Меня привели в кабинет, и я заявила мозгоправу, что сама не своя от счастья. Оказаться в чистом поле в Коннектикуте! Счастье, счастье-то какое. Я ей сказала, что, будь у меня нож, я бы всем показала, какая я счастливая. Я бы вырезала счастье себе на запястьях.
«В камеру ее», — сказала она.
* * *
Мне дают пилюли. Оранжевые такие. И смотрят, как я их глотаю. Иногда мне удается притвориться и спрятать пилюлю в дальнем углу рта, за зубами. Когда-нибудь я наберу побольше пилюль и проглочу их все сразу, как большой вкусный апельсин, а потом заберусь на веселую трубу — и поминай как звали.
* * *
Я даже не знаю имени соседки по камере. Она жирная и носит зеленые носки. Я ей сказала, что собираюсь повеситься, все рассказала про веселую трубу. А она мне на это говорит: «О». И еще, несколько минут погодя: «Когда?»
* * *
Наверное, эта белая женщина, Лара, все устроила, или кто другой, где-то, как-то. Я вхожу в зал для свиданий. Детки! Детки! Деточки!
Они сидели рядышком, на коленях у большой черной женщины в белых перчатках по локоть и с новехонькой красной сумочкой, будто с тахты Господней поднялась только что, ей-богу.
Понеслась я к стеклянной стене, сунула руки в прорезь внизу.
— Детки! — кричу. — Малышка Джаззлин! Джанис!
Они меня не узнали. Сидят себе на коленях у той бабы, сосут свои пальчики и глазеют по сторонам. У меня сердце разрывается. А они жмутся к ее груди да улыбаются. Я все говорю: «Идите к бабушке, подойдите, дайте ручки ваши потрогать». Только оно и получится через ту прорезь внизу стекла — там пара дюймов, чтобы можно было за руки подержаться. Это жестоко. Так хотелось обнять их, своих родненьких. Только они с места не стронулись, видно, тюремщики их напугали, уж и не знаю. У женщины был южный говор, но это лицо я помнила по многоэтажкам, видела раньше. Лично я считала ее задавакой: в лифте она всякий раз норовила отвернуться. Она сказала, что не могла решить, приводить ко мне малышек или нет, но слыхала, что я очень хотела их повидать, а раз они теперь живут в Поукипси, у них хороший дом и красивый забор, и это совсем недалеко, то они все-таки пришли. Она уже какое-то время считается их приемной матерью, оформила опекунство через Бюро по опеке и попечительству, им пришлось несколько дней пробыть в Доме Симанс[132]или где-то вроде этого, но теперь хороший уход за ними обеспечен, сказала она, беспокоиться не о чем.

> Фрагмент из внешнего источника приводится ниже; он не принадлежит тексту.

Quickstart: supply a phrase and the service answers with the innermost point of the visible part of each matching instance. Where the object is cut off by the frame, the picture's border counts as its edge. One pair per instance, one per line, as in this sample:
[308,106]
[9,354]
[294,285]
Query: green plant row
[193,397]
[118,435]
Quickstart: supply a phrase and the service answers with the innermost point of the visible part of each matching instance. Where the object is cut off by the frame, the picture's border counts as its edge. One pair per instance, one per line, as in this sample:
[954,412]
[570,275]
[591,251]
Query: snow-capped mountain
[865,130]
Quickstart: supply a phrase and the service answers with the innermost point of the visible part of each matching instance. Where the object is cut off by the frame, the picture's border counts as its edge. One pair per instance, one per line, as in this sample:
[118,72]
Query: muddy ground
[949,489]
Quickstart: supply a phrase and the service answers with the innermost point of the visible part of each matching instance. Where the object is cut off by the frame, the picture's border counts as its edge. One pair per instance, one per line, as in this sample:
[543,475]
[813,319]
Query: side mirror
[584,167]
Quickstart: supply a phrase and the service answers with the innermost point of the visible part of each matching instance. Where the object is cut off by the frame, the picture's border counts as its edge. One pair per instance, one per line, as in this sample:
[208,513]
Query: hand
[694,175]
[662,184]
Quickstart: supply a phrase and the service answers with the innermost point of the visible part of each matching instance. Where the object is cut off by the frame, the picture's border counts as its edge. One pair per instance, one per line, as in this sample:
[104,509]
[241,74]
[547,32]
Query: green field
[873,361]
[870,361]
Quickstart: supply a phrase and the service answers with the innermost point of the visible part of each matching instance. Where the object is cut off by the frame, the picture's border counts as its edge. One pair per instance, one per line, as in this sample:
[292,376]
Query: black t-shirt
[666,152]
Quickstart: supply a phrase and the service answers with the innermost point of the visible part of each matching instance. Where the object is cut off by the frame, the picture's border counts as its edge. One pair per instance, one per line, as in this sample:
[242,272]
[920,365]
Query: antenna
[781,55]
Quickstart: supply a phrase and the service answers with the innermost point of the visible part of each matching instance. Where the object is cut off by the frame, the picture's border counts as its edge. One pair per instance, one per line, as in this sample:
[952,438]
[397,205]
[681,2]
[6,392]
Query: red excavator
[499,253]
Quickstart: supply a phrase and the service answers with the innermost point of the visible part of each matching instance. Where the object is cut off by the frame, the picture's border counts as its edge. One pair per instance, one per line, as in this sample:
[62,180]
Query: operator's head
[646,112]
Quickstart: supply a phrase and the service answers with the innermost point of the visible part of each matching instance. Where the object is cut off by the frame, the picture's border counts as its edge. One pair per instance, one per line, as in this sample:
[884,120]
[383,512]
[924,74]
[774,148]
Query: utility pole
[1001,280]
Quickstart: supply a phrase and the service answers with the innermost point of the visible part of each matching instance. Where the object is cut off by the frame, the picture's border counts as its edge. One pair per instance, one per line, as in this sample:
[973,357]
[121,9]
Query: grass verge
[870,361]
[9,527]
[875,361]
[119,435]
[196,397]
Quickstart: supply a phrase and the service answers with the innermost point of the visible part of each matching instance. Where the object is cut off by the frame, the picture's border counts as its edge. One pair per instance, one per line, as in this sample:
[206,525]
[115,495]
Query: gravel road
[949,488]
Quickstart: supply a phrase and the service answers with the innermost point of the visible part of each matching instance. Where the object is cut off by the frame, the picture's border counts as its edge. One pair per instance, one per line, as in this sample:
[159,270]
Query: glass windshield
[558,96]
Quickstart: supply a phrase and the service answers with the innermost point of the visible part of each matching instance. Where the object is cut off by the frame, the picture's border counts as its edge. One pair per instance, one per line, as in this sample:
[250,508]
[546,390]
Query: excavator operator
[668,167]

— Идите к бабушке, — позвала я снова.
Малышка Джаззлин уткнулась личиком женщине в плечо. Джанис все сосала пальчик. Я гляжу, у обеих шеи отмыты дочиста. И ноготки на ручках красивые и круглые.
— Простите, — говорит женщина. — Наверное, просто стесняются.

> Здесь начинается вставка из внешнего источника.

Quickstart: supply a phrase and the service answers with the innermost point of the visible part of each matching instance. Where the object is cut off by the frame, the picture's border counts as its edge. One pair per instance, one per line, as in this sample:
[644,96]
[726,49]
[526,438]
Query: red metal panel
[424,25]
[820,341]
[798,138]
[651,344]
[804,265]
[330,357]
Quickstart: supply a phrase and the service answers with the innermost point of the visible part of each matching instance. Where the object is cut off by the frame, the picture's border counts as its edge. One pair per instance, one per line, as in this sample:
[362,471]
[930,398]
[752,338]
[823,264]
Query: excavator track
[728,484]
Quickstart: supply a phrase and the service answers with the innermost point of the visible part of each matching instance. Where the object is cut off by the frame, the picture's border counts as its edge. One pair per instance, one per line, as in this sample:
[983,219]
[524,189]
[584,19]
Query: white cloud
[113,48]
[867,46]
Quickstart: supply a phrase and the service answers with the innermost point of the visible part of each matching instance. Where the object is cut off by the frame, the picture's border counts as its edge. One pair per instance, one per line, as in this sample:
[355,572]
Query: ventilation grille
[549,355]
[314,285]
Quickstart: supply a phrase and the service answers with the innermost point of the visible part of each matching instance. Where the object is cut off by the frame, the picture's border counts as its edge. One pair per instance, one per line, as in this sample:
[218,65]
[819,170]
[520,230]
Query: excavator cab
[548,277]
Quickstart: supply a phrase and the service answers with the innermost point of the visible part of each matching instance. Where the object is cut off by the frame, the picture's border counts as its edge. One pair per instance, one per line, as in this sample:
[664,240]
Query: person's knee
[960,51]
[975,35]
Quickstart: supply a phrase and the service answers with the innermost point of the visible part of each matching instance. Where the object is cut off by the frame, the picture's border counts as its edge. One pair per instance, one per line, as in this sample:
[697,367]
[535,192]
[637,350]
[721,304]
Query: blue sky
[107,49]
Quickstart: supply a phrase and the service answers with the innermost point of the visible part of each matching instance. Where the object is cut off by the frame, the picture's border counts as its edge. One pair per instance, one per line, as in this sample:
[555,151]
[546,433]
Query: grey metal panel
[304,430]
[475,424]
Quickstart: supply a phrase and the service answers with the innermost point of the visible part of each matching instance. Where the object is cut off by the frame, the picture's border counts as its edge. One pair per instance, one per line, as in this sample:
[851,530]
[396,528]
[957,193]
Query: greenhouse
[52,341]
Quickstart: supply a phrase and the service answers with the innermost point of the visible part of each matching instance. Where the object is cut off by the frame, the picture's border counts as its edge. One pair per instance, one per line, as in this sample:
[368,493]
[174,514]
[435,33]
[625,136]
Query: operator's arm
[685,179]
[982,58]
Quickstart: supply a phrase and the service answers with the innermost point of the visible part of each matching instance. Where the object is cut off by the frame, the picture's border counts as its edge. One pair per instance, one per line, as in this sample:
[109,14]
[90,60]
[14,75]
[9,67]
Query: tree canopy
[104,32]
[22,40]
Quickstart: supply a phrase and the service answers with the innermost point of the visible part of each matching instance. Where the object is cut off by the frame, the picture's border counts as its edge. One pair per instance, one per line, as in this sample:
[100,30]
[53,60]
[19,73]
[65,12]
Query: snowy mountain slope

— Они хорошо выглядят, — говорю я.
— И хорошо кушают.
— Только не перекармливай их говном всяким, — говорю.
Она посмотрела на меня этак строго, из-под бровей, но смолчала. Она ничего, нормальная. Ни словечка не сказала про мои выражения. Мне сразу это понравилось. Она не станет чваниться, не будет осуждать напропалую.

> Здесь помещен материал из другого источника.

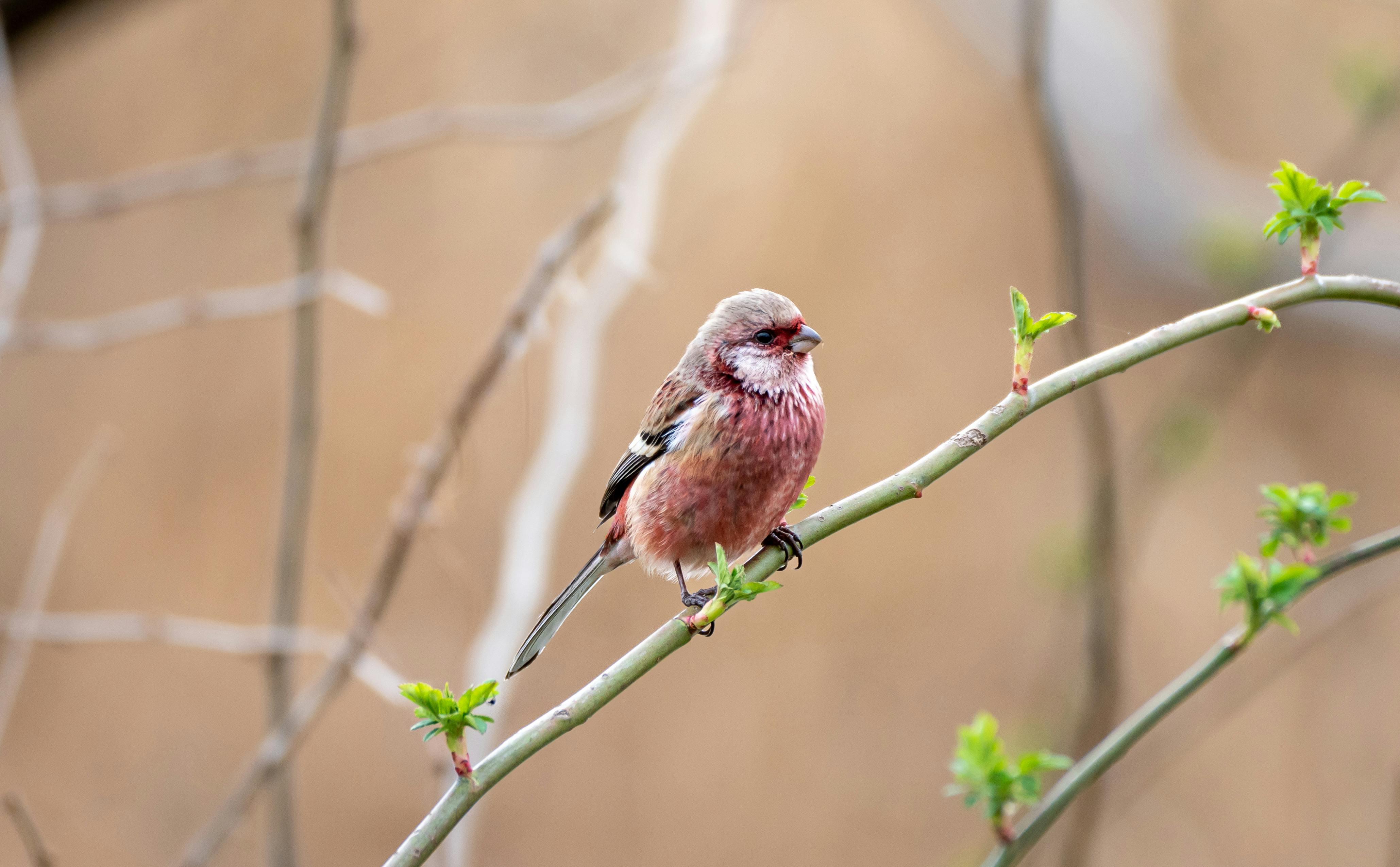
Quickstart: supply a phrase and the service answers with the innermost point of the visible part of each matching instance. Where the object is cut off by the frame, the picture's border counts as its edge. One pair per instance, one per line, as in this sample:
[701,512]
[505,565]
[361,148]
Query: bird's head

Мы помолчали немного, и потом она рассказала, что у девочек есть теперь красивая комната в маленьком доме на тихой улице, там куда спокойнее живется, чем в многоэтажках, она заново покрасила в их комнате пол, наклеила обои с нарисованными зонтиками.
— Какого цвета?
— Красные, — говорит она.
— Отлично, — обрадовалась я, потому что не хотела б, чтобы детки смотрели на розовые зонтики. — Идите к Тилли, потрогайте меня за пальчики, — снова позвала я, но крошки так и не тронулись с колен той женщины. Я просила и упрашивала, но чем дольше я их уговаривала, тем чаще они от меня отворачивались, пряча свои личики. Думаю, это их тюрьма напугала, охрана и все остальное.